Je pensais le sapin métallique de Saint-Maclou le comble de l’horreur rouennaise de Noël deux mille quatorze, c’est que je n’avais pas encore vu le toboggan géant installé devant le portail de la Cathédrale, place de la Calende, une attraction foraine ayant autant à voir avec Noël qu’un tir aux pigeons avec Pâques.
Des pigeons, il n’en manquera pas pour grimper tout en haut de ce Rider Toboggan, se laisser glisser sur le cul et s’écraser contre un rembourrage (« Interdit aux lunettes »). A la mocheté s’ajoutera le boucan.
Robert, Maire, Socialiste, est le responsable de cette opération Rouen Givrée (comme son nom l’indique).
                                                         *
Contribution d’une certaine extrême gauche à une énième tentative de censure : à Saint-Denis, des Noirs et quelques Blancs manifestent devant le Théâtre Gérard-Philipe contre l’installation performance Exhibit B de l'artiste blanc sud-africain antiraciste Brett Bailey, qu’ils n’ont pas vue, mettant en scène des Noirs dans une dénonciation des zoos humains d’autrefois, et parviennent à empêcher une représentation, au nom de l’antiracisme.

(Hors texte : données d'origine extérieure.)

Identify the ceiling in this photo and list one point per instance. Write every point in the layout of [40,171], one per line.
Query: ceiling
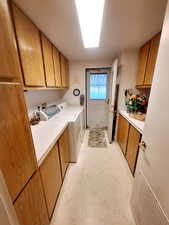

Ces protestataires noirs manifestent-ils lorsque sont démantelés les campements de Roms en Seine-Saint-Denis ? Pas que je sache. Y a-t-il eu une manifestation des Noirs de Saint-Denis lorsque l’extrême droite a comparé Christiane Taubira à un singe mangeur de bananes ? Pas davantage.
                                                         *
Celui qui a deux neurones dedans sa tête étant condamné de redevenir Président de la République pour échapper aux Tribunaux, il emploiera tous les moyens pour être celui qui, face à la fille Le Pen, sera obligatoirement élu. Juppé ferait bien de se méfier, un accident est vite arrivé.